The last surviving original member still in the band Gary Rossington is recovering at home from a heart attack. Sending him best wishes and also to early members Ed King, Artimus Pyle, Cassie Hawkins, Larry Junstrom….
In tribute to the band and those lost, this is the story of their most enduring song.
Originally released on pronounced leh-nerd skin-nerd (MCA, 1973)
Guitarist Allen Collins came up with the music to “Free Bird” very early in the band’s songwriting process. But while everyone recognized the grace of the chord progression, Ronnie Van Zant could not come up with a suitable vocal melody.

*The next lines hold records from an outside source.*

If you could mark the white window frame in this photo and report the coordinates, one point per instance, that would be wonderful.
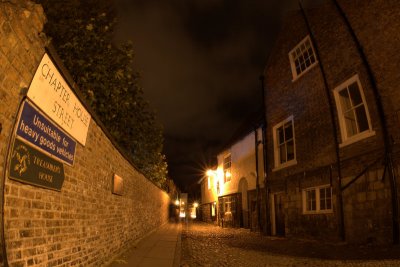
(347, 140)
(292, 58)
(317, 200)
(279, 165)
(227, 177)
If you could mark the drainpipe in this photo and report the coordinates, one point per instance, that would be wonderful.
(340, 212)
(256, 143)
(386, 137)
(267, 228)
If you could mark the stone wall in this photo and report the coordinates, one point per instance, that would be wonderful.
(367, 203)
(84, 224)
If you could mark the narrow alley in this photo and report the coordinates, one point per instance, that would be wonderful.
(208, 245)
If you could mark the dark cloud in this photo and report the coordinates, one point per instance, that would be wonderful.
(200, 63)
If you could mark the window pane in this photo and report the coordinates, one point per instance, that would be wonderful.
(350, 120)
(310, 200)
(281, 137)
(344, 100)
(312, 58)
(288, 131)
(362, 118)
(355, 94)
(322, 204)
(328, 204)
(282, 153)
(290, 150)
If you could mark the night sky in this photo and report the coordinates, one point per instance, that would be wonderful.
(200, 63)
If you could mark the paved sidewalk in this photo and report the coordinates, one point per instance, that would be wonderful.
(161, 248)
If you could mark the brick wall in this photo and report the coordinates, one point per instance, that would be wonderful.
(367, 203)
(84, 224)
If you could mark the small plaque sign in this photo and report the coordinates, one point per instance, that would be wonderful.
(118, 185)
(31, 166)
(35, 128)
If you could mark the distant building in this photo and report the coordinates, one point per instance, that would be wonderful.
(332, 95)
(230, 191)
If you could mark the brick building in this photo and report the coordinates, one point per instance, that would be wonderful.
(331, 95)
(231, 193)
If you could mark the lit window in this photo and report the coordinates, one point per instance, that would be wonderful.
(317, 199)
(352, 111)
(302, 57)
(227, 168)
(284, 143)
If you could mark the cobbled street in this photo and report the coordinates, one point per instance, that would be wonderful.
(208, 245)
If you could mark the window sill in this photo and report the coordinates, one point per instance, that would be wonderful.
(304, 72)
(357, 138)
(317, 212)
(284, 165)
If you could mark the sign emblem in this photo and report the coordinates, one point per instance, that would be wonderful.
(29, 165)
(21, 159)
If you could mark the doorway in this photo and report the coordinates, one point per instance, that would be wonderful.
(278, 214)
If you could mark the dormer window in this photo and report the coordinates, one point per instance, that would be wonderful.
(302, 58)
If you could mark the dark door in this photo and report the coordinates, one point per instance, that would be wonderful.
(279, 215)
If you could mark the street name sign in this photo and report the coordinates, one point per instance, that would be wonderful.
(52, 94)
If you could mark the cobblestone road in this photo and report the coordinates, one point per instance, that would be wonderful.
(208, 245)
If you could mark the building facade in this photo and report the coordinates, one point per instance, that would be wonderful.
(332, 112)
(232, 191)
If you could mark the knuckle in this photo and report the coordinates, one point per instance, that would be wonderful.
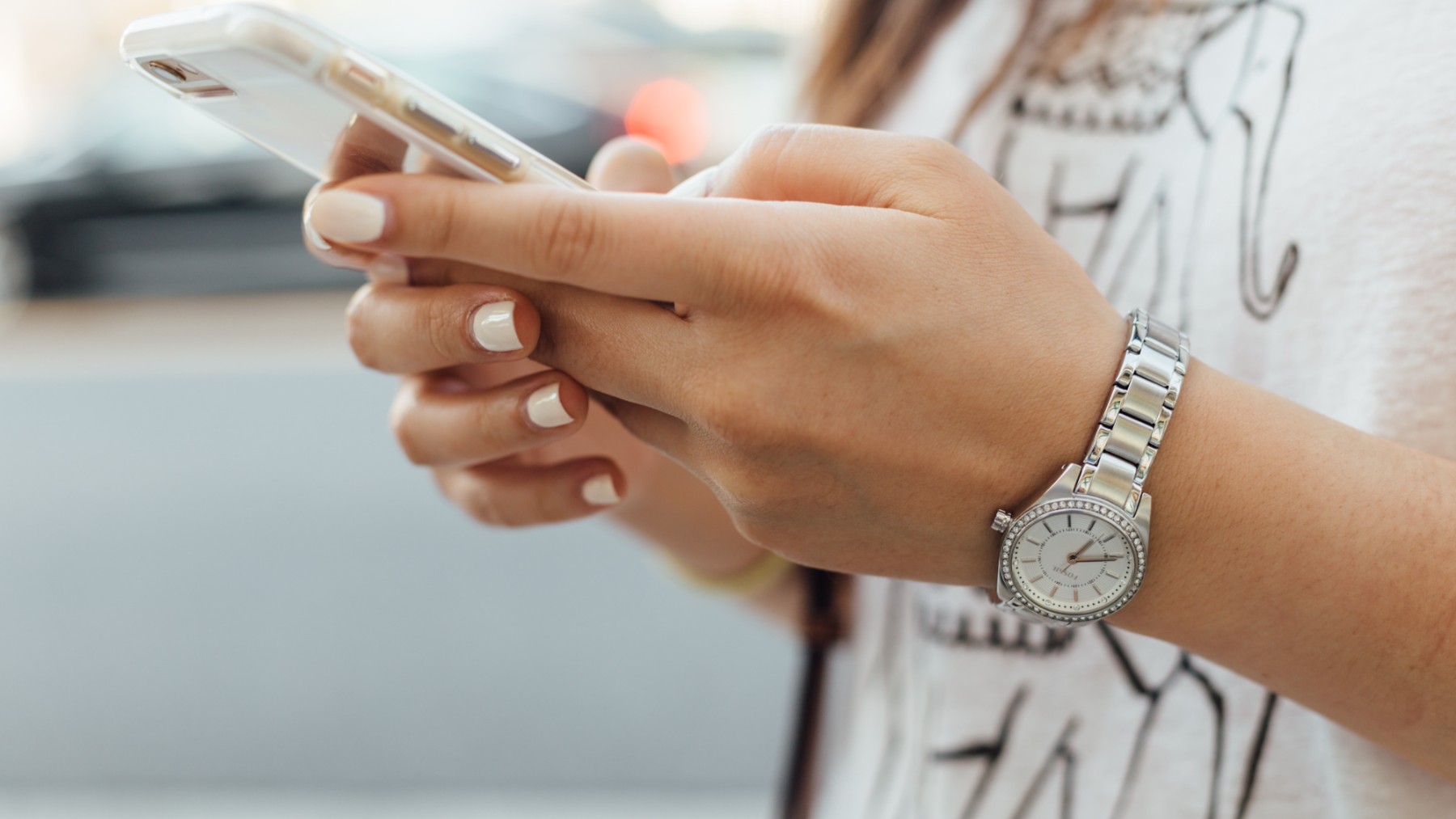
(442, 329)
(769, 143)
(485, 507)
(571, 234)
(449, 220)
(932, 154)
(357, 327)
(402, 424)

Recalls Gary Rossington, “Allen had the chords for the beginning, pretty part for two full years and we kept asking Ronnie to write something and he kept telling us to forget it; he said there were too many chords so he couldn’t find a melody. He thought that he had to change with every chord. Then one day we were at rehearsal and Allen started playing those chords again, and Ronnie said, ‘Those are pretty. Play them again.’ He said, ‘I got it,’ and wrote the lyrics in three or four minutes—the whole damned thing!
Like “Stairway to Heaven,” one of its chief competitors for the unofficial title of rock’s most epic song, “Free Bird” starts out as a ballad before becoming a solo-fueled rocker. That was not by design, recalls Rossington: “When we started playing it in clubs, it was just the slow part. Ronnie said, ‘Why don’t you do something at the end of that so I can take a break for a few minutes.’ I came up with those three chords at the end and Allen and I traded solos and Ronnie kept telling us to make it longer; we were playing three or four sets a night, and he was looking to fill it up and get a break.”
The structure of “Free Bird” was set, but it was still lacking one final element; the elegant piano intro, which was written by then-roadie Billy Powell. “One of our roadies told us we should check out this piano part that another roadie had written as an intro for the song,” says Rossington. “We did–and Billy went from being a roadie to a member right then.”
The original album version of the song clocked in at almost 10 minutes and according to Rossington and Ed King, MCA objected to putting such a long song on the band’s debut album. A 3:30 radio edit was cut and the single, at 4:10, became a Top 20 hit. “MCA said we couldn’t put a 10-minute song on an album, because nobody would play it,” recalls King. “Of course, that was the song everyone gravitated towards!”
On Skynyrd’s first live album, 1976’s One More from the Road, Van Zant can be heard asking the crowd, “What song is it you wanna hear?” The overwhelming response leads into the 14-minute version of the song that became iconic. Though Van Zant often dedicated “Free Bird” to Duane Allman, contrary to urban legend, it was not written for him.